You would think just waiting that long would be trial enough, but not so.
Jesus had to go on demonstrating patience over and over again.
Even in the temptation Satan offered Jesus a short cut by which He could rule the world, but Jesus chose the long hard way of the cross.
He began His ministry with men whom He came to save opposing Him.
He was hated and mocked, and leaders sought to trip Him up by watching every move, and listening to every word, hoping to catch Him in a heresy.
He was criticized for every action, and finally His enemies nailed Him to the cross.
Yet through it all we do not see Jesus becoming bitter because He was misunderstood.
He did not grow sour on mankind because of their ingratitude.
He patiently endured, and even on the cross He prayed for God to forgive them.

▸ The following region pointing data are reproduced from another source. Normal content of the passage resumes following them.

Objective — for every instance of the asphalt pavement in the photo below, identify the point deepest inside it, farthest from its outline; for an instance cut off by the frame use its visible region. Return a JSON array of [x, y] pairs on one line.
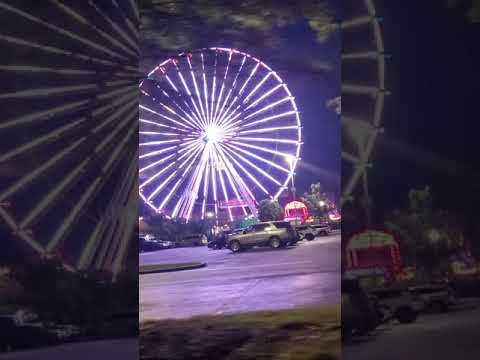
[[452, 335], [121, 349], [257, 279]]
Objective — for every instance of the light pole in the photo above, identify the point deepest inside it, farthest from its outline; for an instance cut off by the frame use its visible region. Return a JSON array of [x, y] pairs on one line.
[[291, 160]]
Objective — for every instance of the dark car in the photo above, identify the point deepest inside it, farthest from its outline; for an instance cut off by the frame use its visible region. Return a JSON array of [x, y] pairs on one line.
[[220, 240], [360, 312], [152, 244], [435, 298], [192, 240]]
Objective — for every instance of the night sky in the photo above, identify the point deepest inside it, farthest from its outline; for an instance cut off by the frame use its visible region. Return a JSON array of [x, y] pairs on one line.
[[321, 133], [431, 118]]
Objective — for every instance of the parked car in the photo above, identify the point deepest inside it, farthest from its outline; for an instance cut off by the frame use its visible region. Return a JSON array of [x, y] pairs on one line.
[[398, 303], [305, 232], [436, 298], [321, 229], [360, 312], [274, 234], [192, 240], [220, 240]]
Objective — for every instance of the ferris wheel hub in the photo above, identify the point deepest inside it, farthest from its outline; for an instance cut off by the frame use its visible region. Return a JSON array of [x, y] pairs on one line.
[[213, 134]]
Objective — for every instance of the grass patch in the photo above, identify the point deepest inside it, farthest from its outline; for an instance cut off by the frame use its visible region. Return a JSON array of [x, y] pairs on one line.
[[145, 269], [311, 333]]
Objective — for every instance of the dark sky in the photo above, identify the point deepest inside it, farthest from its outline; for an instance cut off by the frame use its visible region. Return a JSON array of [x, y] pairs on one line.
[[431, 118], [321, 126]]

No one has ever demonstrated the virtue of patience like Jesus.
O who like Thee, so calm, so bright,
Thou Son of man, Thou Light of light;
O who like Thee did ever go
So patient through a world of woe!
We can never fully imitate the patience of Christ, but it is our duty as Christians to try by His grace.
We must learn the patience of Christ to a large degree in order to be of worthwhile service to Him.
That is why James says that we are to count it all joy when we are tried, for trials present you with an opportunity to learn patience.
A concordance will reveal that the New Testament exalts the virtue of patience to a very high level, and makes it clear that one cannot be a mature Christian without it.
It is one of the fruits of the Spirit.
It is a virtue of such obvious and essential value that it is universally exalted and praised.
This means it is not limited to Christians, but is a value among all people, no person can be mature without it.
This means that the Christian ought to give all the more heed to its importance.
If a value is held in common with pagans, and even atheists, the Christian ought to be a greater possessor of that virtue than they are.
Tertullian, in a famous sermon preached in the 2nd century, said of patience, "Its good quality, even they who live blindly, honor with the title of the highest virtue.
Philosophers, indeed who are counted creatures of some wisdom, ascribe so much to it that while they disagree among themselves in the various humors of their jests, and the strive of rival opinions, yet having a common regard for patience alone, in respect of this one alone of their pursuits they are joined in peace; in this they conspire together; in this they are confederate; this they pursue with one mind in aspiring after virtue."
No pagan religion, or moralistic philosophy, or humanism can get far in producing any virtues in people without patience.
For you cannot even be an adjusted and mature person without it.
This only shows how much more the Christian needs patience to fulfill the higher ideals and standards of Christ.
If one cannot even be a good pagan without it, it is impossible to be a good Christian without it.
Therefore, do not look at trials as evil, but as opportunities to develop patience.
It takes patience even to learn patience in trials.
So often we are like a child who is so concerned about his present wishes that he does not even consider developing virtues for the future.
We often use prayer as a means to cut down the time between our desires and their fulfillment.
We do not want to go the long hard way, and so we ask God to give us wisdom without searching for it.
We ask God to change us without going through the painful process of change.
We ask God to work immediately rather than through the laws He has written into reality.
We want a religion like that of the magician.
He pulls trees out of the hat right before our eyes, and without all the nuisance of planting, watering, and waiting.
In body building people count it all joy to endure trial, for they know that is the only way to build muscle.
We forget that the same thing is true for building up the soul.
Who has not had a child or loved one who was sick, and prayed that they would be spared the suffering and be healed, and yet had to go on watching the pain continue until it has run its course?
Does God not care?
It is because God does care that He does not spoil us like being like those foolish parents who jump at every whim and wish of their children, and never discipline them by keeping them waiting.